Editors Note: Delphine Imbert of France is a former GeekMom contributor. She enjoyed Tamora Pierce’s Tortall stories so much, she couldn’t resist submitting this article.
One always needs more female leads in fantasy. Especially great role models for girls in good, solid stories. Tamora Pierce‘s books do the trick, and so much more than that.
Pierce’s Tortall series’ (Tortall is the name of the main imaginary realm of the setting) include : The Song of the Lioness quartet, The Immortals quartet, The Protector of the Small quartet, and the Trickster series. The Trickster series is only two books, but the novels are much longer (because J.K. Rowling has now taught us that kids are ready to read long books, as the author herself explains).
They can be recommended for every geek girl (and boys, and grown-ups, since I’m a grown-up, now that I think about it) for at least six reasons:
- They’re good fantasy stories, if not exceptionally original. These are mostly coming of age stories, but they include swordplay, magic, nomadic tribes, fabled artifacts, wolves, evil wizards, wars, dragons and other supernatural creatures (with an interesting take on griffins), gods, political intrigues, and all the traditional ingredients of the genre.

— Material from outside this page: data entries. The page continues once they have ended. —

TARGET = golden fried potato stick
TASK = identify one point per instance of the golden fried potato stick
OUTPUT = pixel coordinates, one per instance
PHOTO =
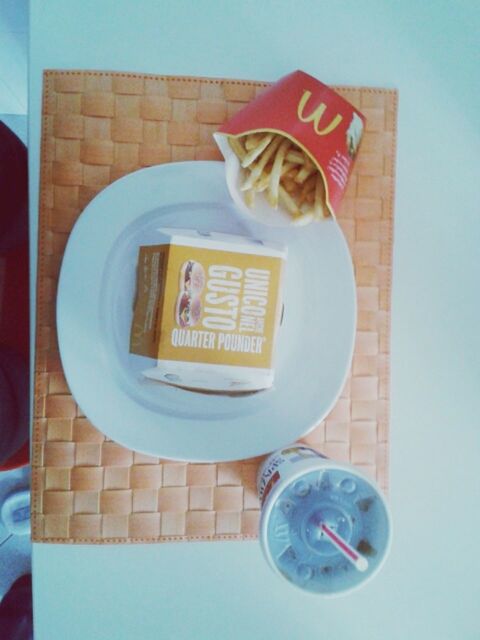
(256, 151)
(296, 156)
(272, 193)
(288, 201)
(257, 170)
(252, 140)
(237, 148)
(305, 172)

- The main characters of the four series are all very different from each other. Even if Protector of the Small may seem a similar concept to Song of a Lioness (a young girl wants to train for knighthood), Kel is not Alanna at all. The other series have a mage and a spy for heroines.
- The main characters aren’t the sole strong female characters in the books. That’s a very important point. Too often is the heroine an exception among a world of stupid, giggly girls. That’s not the case with Tamora Pierce’s books. The four heroines are surrounded by a cast including other strong, interesting women, who are not necessarily (and actually very rarely) their antagonists.
- Male characters are interesting and important, too. That’s not original, for sure, but deserves to be said.
- Another very important element: The books offer a very sane take on romance and sexuality, in that the heroine doesn’t have to pick her “one and true love” as a teen and marry him (even when it’s a handsome prince). Because, you know what, mostly we don’t. People change a lot between the teen years and adulthood, so it’s okay that their love interests change, too. Some of the heroines have sex before marriage and that’s not an issue. Tamora Pierce even imagined a magical birth control with anti-pregnancy charms, that’s affordable, too. And one of the heroines doesn’t even end the series involved in a relationship at all. Romance is part of the books, as it is a part of life, but not the main issue. How refreshing!
- I’ve mentioned gender issues, but the books also deal with other educational ethical matters. The Protector of the Small quartet, as its title suggests, gives priority to the traditional but often overlooked role of knights. What is it to protect the small, the humble, the powerless? Is it really important for most knights, when it doesn’t bring glory and often costs a lot? Killing is present, of course, since the setting is a medieval one and some of the main characters are warriors (or spies, who also have to kill, sometimes in an even nastier fashion) but Tamora Pierce doesn’t deal lightly with it. Killing isn’t easy, isn’t pleasant, and often has a cost for the killer.
I hope I’ve convinced you. I enjoyed the books a lot as recreational summer reading, but I’m sure teens and pre-teens will find a lot more in them. Things they need, things we all need, to be reasserted again and again, especially about what it is to come of age as a girl. A geek girl.